Lessons Learned: Five Years of Serving Human Trafficking Survivors

Jan. 29, 2020

by Deborah Pembrook, Human Trafficking Outreach Manager

This year marks the fifth anniversary of Monterey County Rape Crisis Center providing direct services to human trafficking survivors. Since 2015, we have ensured that survivors of all forms of trafficking in Monterey County have access to advocacy, counseling and confidential support.

To be clear, MCRCC has served survivors of sexual assault who also experienced human trafficking since our inception. However, in the last five years, we have made the support of human trafficking survivors explicit. As an example of our commitment, we have expanded our mission statement to include all survivors of human trafficking in Monterey County.

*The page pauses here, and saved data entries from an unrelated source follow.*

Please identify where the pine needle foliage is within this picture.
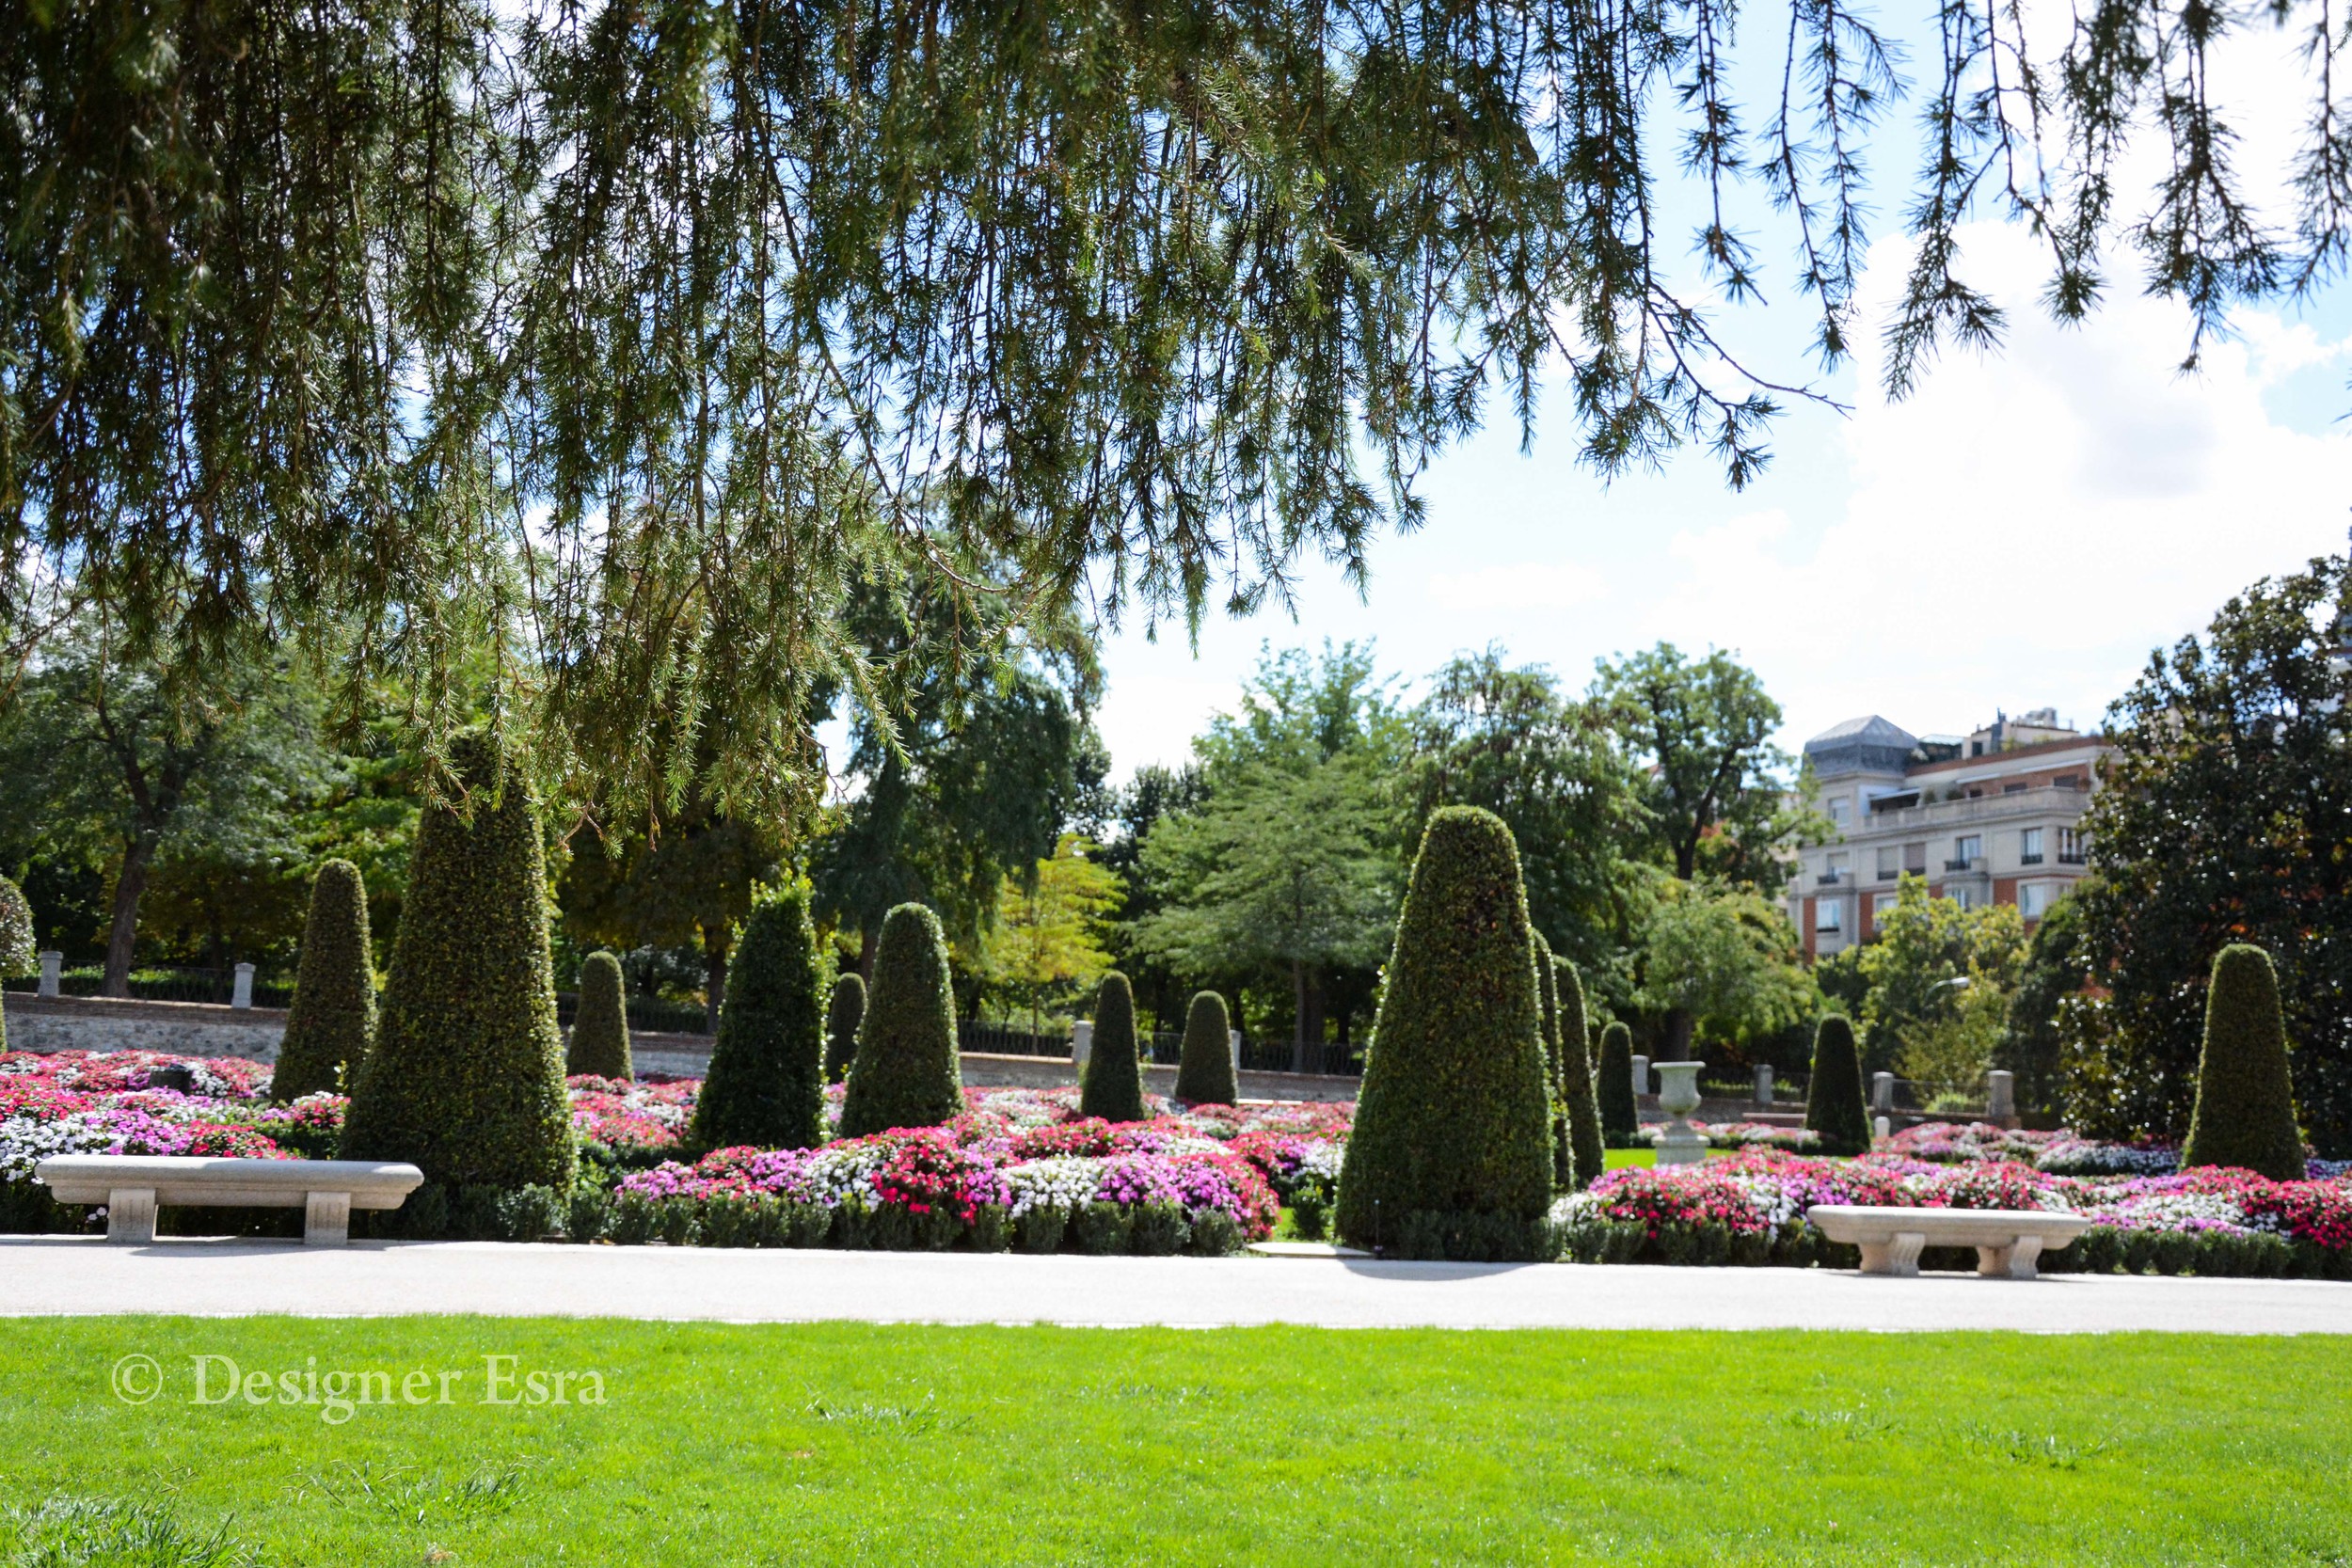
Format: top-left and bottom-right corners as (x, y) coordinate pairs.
(274, 860), (376, 1101)
(824, 973), (866, 1085)
(566, 950), (633, 1081)
(342, 734), (575, 1192)
(692, 889), (827, 1150)
(1336, 807), (1552, 1253)
(1080, 972), (1147, 1122)
(1555, 958), (1606, 1188)
(2181, 945), (2306, 1180)
(1173, 990), (1238, 1105)
(840, 904), (963, 1137)
(1804, 1014), (1871, 1158)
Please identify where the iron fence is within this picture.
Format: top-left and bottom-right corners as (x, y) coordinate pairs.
(554, 991), (714, 1037)
(957, 1020), (1073, 1059)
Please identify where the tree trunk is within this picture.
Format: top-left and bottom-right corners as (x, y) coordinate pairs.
(103, 834), (158, 998)
(1661, 1007), (1695, 1063)
(1290, 958), (1308, 1074)
(702, 921), (731, 1033)
(1302, 966), (1327, 1075)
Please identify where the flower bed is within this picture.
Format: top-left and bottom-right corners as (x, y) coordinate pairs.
(1556, 1148), (2352, 1277)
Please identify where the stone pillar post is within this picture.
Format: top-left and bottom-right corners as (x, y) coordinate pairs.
(231, 962), (256, 1009)
(38, 951), (61, 999)
(1071, 1020), (1093, 1068)
(1986, 1069), (2017, 1128)
(1228, 1029), (1241, 1075)
(1754, 1064), (1774, 1106)
(1871, 1071), (1895, 1114)
(1630, 1053), (1650, 1101)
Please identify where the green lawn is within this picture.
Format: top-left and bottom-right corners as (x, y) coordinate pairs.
(1, 1319), (2344, 1566)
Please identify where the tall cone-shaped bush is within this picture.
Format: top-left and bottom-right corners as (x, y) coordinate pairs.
(1172, 990), (1237, 1105)
(1555, 958), (1606, 1188)
(273, 860), (376, 1101)
(1080, 971), (1147, 1121)
(692, 888), (826, 1149)
(1597, 1022), (1638, 1143)
(342, 735), (575, 1191)
(1336, 807), (1552, 1254)
(840, 903), (962, 1137)
(1804, 1014), (1870, 1157)
(0, 875), (33, 1053)
(2182, 944), (2306, 1180)
(823, 973), (866, 1085)
(566, 950), (632, 1080)
(1533, 929), (1566, 1191)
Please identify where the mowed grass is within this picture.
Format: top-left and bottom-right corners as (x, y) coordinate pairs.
(0, 1319), (2345, 1567)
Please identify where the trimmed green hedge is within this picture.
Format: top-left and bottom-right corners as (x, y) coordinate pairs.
(1556, 958), (1605, 1189)
(1804, 1014), (1870, 1157)
(0, 874), (34, 1053)
(341, 734), (576, 1192)
(1597, 1021), (1638, 1145)
(1533, 929), (1565, 1190)
(691, 888), (827, 1150)
(1173, 989), (1237, 1105)
(273, 860), (376, 1101)
(2181, 943), (2306, 1180)
(840, 903), (963, 1137)
(1336, 806), (1553, 1255)
(823, 973), (866, 1085)
(1080, 971), (1147, 1121)
(566, 950), (633, 1080)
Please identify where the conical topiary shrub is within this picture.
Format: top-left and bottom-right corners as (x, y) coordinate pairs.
(1598, 1021), (1639, 1145)
(1172, 990), (1237, 1105)
(1556, 958), (1606, 1189)
(1804, 1014), (1870, 1158)
(1533, 929), (1566, 1191)
(566, 950), (633, 1081)
(692, 888), (827, 1150)
(273, 860), (376, 1101)
(1080, 971), (1147, 1121)
(823, 973), (866, 1085)
(0, 875), (34, 1053)
(341, 734), (575, 1192)
(839, 903), (963, 1137)
(2181, 944), (2306, 1180)
(1335, 807), (1553, 1256)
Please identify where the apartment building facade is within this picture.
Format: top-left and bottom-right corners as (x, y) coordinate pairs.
(1788, 709), (2110, 959)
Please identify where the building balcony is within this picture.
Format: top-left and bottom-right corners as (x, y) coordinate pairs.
(1943, 857), (1978, 874)
(2020, 852), (2043, 865)
(2058, 851), (2088, 865)
(1817, 870), (1843, 886)
(1857, 785), (2095, 834)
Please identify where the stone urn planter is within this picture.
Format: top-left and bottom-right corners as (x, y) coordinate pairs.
(1654, 1060), (1708, 1166)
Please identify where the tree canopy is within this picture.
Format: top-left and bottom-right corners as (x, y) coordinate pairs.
(11, 0), (2344, 816)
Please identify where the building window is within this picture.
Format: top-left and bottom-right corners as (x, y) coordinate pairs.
(1872, 893), (1898, 922)
(2003, 782), (2028, 795)
(1817, 899), (1842, 933)
(1827, 796), (1850, 828)
(2059, 827), (2086, 863)
(1950, 885), (1976, 911)
(2054, 773), (2080, 789)
(2020, 827), (2044, 864)
(1904, 842), (1928, 874)
(1877, 846), (1900, 879)
(2021, 882), (2054, 919)
(1950, 834), (1981, 869)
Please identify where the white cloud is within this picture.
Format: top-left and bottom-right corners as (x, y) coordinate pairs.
(1426, 561), (1609, 611)
(1645, 219), (2352, 745)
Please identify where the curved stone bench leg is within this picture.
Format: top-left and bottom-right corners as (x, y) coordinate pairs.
(1978, 1235), (2043, 1279)
(304, 1192), (352, 1247)
(106, 1187), (157, 1244)
(1857, 1232), (1927, 1276)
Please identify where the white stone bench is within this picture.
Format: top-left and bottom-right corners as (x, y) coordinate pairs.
(35, 1156), (424, 1247)
(1806, 1204), (2090, 1279)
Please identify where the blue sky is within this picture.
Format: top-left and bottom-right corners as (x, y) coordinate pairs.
(1085, 15), (2352, 779)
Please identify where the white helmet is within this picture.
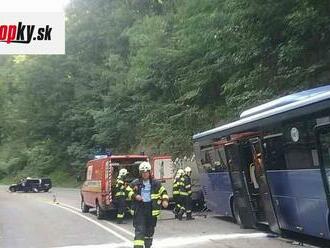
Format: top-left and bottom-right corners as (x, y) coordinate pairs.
(184, 166), (192, 175)
(139, 161), (152, 172)
(176, 169), (184, 178)
(118, 168), (128, 178)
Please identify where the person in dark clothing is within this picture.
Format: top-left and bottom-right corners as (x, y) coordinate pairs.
(178, 166), (194, 220)
(130, 161), (169, 248)
(172, 169), (184, 219)
(114, 168), (130, 224)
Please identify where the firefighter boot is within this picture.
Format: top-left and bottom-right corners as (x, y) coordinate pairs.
(173, 209), (178, 219)
(145, 236), (153, 248)
(177, 209), (184, 221)
(186, 212), (195, 220)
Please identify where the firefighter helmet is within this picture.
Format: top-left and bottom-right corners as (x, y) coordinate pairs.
(118, 168), (128, 178)
(184, 166), (192, 175)
(176, 169), (184, 178)
(139, 161), (152, 172)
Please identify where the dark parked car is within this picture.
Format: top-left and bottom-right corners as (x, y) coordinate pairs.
(39, 178), (52, 192)
(9, 178), (52, 193)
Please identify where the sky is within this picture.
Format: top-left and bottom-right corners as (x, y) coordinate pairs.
(0, 0), (70, 12)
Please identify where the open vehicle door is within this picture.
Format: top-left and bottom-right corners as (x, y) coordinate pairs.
(249, 137), (281, 233)
(225, 142), (257, 228)
(315, 123), (330, 208)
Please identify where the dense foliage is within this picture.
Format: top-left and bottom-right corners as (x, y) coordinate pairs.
(0, 0), (330, 183)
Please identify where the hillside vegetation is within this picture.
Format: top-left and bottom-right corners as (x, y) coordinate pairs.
(0, 0), (330, 184)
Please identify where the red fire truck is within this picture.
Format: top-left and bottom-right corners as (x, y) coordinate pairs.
(80, 154), (148, 219)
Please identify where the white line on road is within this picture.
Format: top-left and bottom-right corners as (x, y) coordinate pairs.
(58, 202), (135, 237)
(54, 232), (269, 248)
(154, 232), (269, 247)
(51, 203), (131, 243)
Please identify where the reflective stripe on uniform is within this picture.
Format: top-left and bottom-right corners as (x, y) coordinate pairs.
(180, 192), (188, 196)
(117, 213), (124, 218)
(128, 191), (134, 199)
(185, 184), (191, 189)
(151, 193), (160, 200)
(134, 240), (144, 246)
(162, 194), (169, 200)
(159, 186), (166, 195)
(173, 191), (179, 195)
(115, 192), (125, 196)
(152, 210), (161, 216)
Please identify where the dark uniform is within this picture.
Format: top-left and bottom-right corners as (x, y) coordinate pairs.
(183, 174), (193, 220)
(130, 178), (168, 248)
(172, 177), (180, 218)
(176, 176), (186, 220)
(114, 177), (132, 223)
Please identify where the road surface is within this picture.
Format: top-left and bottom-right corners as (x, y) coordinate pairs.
(0, 185), (316, 248)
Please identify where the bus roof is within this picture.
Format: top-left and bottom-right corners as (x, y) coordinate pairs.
(193, 86), (330, 142)
(240, 85), (330, 118)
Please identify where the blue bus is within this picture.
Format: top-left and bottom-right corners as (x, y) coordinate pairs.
(193, 85), (330, 240)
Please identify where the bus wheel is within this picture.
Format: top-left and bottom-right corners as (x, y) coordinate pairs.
(81, 199), (90, 213)
(96, 202), (105, 219)
(233, 199), (242, 225)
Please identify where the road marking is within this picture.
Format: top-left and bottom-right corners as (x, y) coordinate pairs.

In January, Deputy Director Lauren DaSilva and I spoke at the Monterey County Human Trafficking Symposium about the lessons learned over the last five years. As we prepared for our presentation, we knew we would be speaking to teachers, school administrators and social workers who cared deeply about trafficked youth, so we devoted much of our training to how to talk with young survivors.

Here is an excerpt of the guidelines we gave on speaking to survivors of human trafficking. Although our focus was on speaking to trafficking survivors, we also follow these guidelines when speaking with any trauma survivor.  

Be kind

Sadly, too often, teen trafficking survivors describe being criticized, blamed or repeatedly scolded by those who are offering help. Time and again, we have seen the people in a youth’s life change from criticism to deep compassion once they understand the complex array of traumas the youth has faced.

So here at MCRCC, we strive to always begin with compassion. It is not necessary to know anything about a survivor’s experience to know that every survivor of human trafficking deserves warmth, understanding and kindness.

Be passionate

We have a lot of work to do in our community. We could not have taken the steps we have as an agency without the devoted passion of our advocates and staff. It is only through our passion for survivors that we have been able to grow our human trafficking outreach, expand the numbers of survivors served and work collaboratively with community partners.

Be present

Human trafficking is a serious and severe trauma. Survivors need to know that the people standing with them are strong, clear and open. We know the path to staying with a survivor isn’t by shutting down or dissociating from the pain the survivor experienced. Staying present, despite the painful truth of what happened, helps us stay resilient to our own vicarious trauma. This helps us so that we can truly meet a survivor in the eye and show them that we see them.

Be real

As we prepared our presentation, Lauren spoke with several young survivors about what they wanted the community to know. One survivor asked us to tell everyone not to come to her with a clipboard. She has had enough of people engaging with their clipboard and not connecting with her.

Instead, she asked for our realness. If we connect with the person, we can show we are listening and that we understand.


Our commitment to human trafficking survivors is real, passionate and present. We are in the fight to end human trafficking and we are here to stay. As we move into the future, we look forward to continuing to learn from survivors and meet them where they are.